Before his death, Castaneda testified before a House subcommittee that was investigating poor medical care given to immigrants held in federal custody. He also filed a broad lawsuit against the U.S. government, California's prison system and Hui, and a physician's assistant at the Public Health Service who denied him treatment. His sister and his daughter continued the suit after his death.
Two years ago, U.S. District Judge Dean Pregerson in Los Angeles called the case "one of the most, if not the most egregious" violations of a detainee's constitutional rights that he "had ever encountered." The U.S. 9th Circuit Court of Appeals, in a 3-0 decision, agreed last year and said Public Health Service employees could be sued for ignoring a desperate prisoner's need for medical care.
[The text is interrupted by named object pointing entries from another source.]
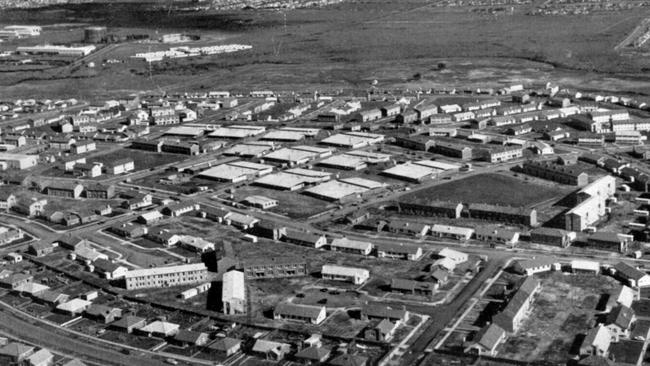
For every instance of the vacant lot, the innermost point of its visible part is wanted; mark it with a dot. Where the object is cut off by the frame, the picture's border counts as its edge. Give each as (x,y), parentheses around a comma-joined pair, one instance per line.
(563,311)
(489,188)
(142,159)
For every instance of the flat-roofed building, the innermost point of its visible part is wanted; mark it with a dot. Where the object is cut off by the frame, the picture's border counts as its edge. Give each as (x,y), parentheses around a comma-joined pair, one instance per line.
(166,276)
(348,274)
(233,293)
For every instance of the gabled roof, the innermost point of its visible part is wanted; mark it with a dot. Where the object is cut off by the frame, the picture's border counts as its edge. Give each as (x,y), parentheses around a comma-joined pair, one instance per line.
(349,360)
(313,353)
(128,321)
(625,270)
(224,344)
(620,316)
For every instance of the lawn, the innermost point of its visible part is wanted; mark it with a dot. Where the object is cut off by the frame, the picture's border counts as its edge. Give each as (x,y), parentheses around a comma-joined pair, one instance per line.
(564,309)
(490,188)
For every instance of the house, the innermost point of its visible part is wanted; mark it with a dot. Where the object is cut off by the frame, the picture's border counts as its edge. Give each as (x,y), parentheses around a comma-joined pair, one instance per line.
(630,275)
(100,191)
(74,306)
(511,317)
(191,338)
(128,230)
(103,313)
(272,351)
(313,354)
(40,249)
(551,236)
(120,166)
(160,328)
(378,311)
(497,235)
(596,342)
(64,189)
(410,287)
(226,346)
(454,255)
(529,267)
(42,357)
(347,274)
(381,331)
(129,323)
(619,322)
(486,340)
(150,217)
(233,293)
(347,359)
(305,239)
(399,251)
(303,313)
(108,269)
(454,232)
(31,208)
(351,246)
(16,352)
(610,241)
(407,228)
(135,200)
(180,208)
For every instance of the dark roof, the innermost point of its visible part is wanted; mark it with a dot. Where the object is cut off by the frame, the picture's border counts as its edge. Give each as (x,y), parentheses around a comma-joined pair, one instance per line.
(224,344)
(187,336)
(304,311)
(349,360)
(620,316)
(313,353)
(627,271)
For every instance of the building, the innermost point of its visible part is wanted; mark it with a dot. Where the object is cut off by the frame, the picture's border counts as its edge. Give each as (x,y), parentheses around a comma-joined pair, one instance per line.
(233,293)
(454,232)
(511,317)
(303,313)
(399,251)
(64,189)
(486,340)
(348,274)
(591,204)
(506,214)
(630,276)
(305,239)
(166,276)
(551,236)
(421,207)
(557,173)
(410,287)
(610,241)
(351,246)
(262,268)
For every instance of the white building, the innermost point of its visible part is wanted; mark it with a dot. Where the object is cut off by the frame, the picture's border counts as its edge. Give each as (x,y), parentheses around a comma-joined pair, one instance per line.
(233,293)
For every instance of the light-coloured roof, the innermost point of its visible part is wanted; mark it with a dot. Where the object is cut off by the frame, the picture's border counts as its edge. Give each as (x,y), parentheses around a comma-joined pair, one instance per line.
(332,269)
(74,305)
(351,244)
(233,286)
(164,270)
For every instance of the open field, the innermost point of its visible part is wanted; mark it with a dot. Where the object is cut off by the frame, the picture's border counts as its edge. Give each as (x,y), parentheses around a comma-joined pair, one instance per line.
(492,189)
(346,45)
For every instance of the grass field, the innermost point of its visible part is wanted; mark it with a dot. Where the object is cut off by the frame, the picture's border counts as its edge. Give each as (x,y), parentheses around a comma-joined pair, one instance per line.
(489,188)
(349,45)
(563,310)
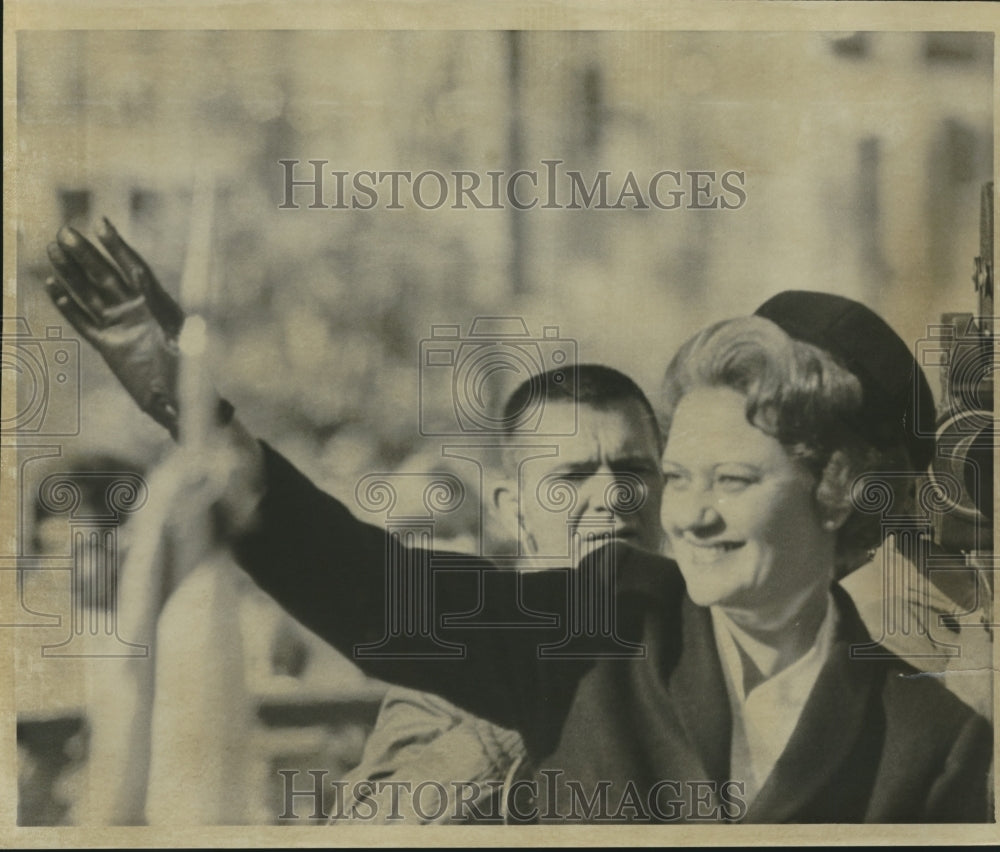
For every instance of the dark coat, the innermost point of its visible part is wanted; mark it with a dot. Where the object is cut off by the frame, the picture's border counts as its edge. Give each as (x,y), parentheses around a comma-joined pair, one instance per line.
(633,725)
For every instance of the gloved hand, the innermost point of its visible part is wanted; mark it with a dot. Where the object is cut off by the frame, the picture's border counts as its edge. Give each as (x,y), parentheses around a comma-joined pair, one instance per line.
(123,312)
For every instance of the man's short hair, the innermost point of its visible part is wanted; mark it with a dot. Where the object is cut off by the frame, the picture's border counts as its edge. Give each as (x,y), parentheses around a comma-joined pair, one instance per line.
(593,385)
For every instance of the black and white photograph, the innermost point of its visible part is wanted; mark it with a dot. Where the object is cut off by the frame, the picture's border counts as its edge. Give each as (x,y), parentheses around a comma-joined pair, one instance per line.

But the Supreme Court disagreed, saying that Congress had specifically prohibited suits against Public Health Service employees. Sotomayor said the law governing the Public Health Service says a damage suit against the government itself is the "exclusive" remedy for victims of medical errors or negligence.
"We are mindful of the confines of our judicial role," Sotomayor said in Hui vs. Castaneda. There may be good arguments for allowing sympathetic plaintiffs to sue over egregious conduct, she said, but "we are required, however, to read the statute according to its text."
Sotomayor noted that the federal government had admitted liability for "medical negligence" in Castaneda's case.
Gabriel Eber, staff attorney with the American Civil Liberties Union's National Prison Project, said, "Today's ruling is a disappointment and yet another missed opportunity to bring about the meaningful reforms that our nation's immigration detention system desperately needs."
Arthur Bryant, executive director of Public Justice in Oakland, who represented Castaneda's family, said they would press forward with their claims against the government.
"We are, of course, disappointed," Bryant said. "But this is far from over."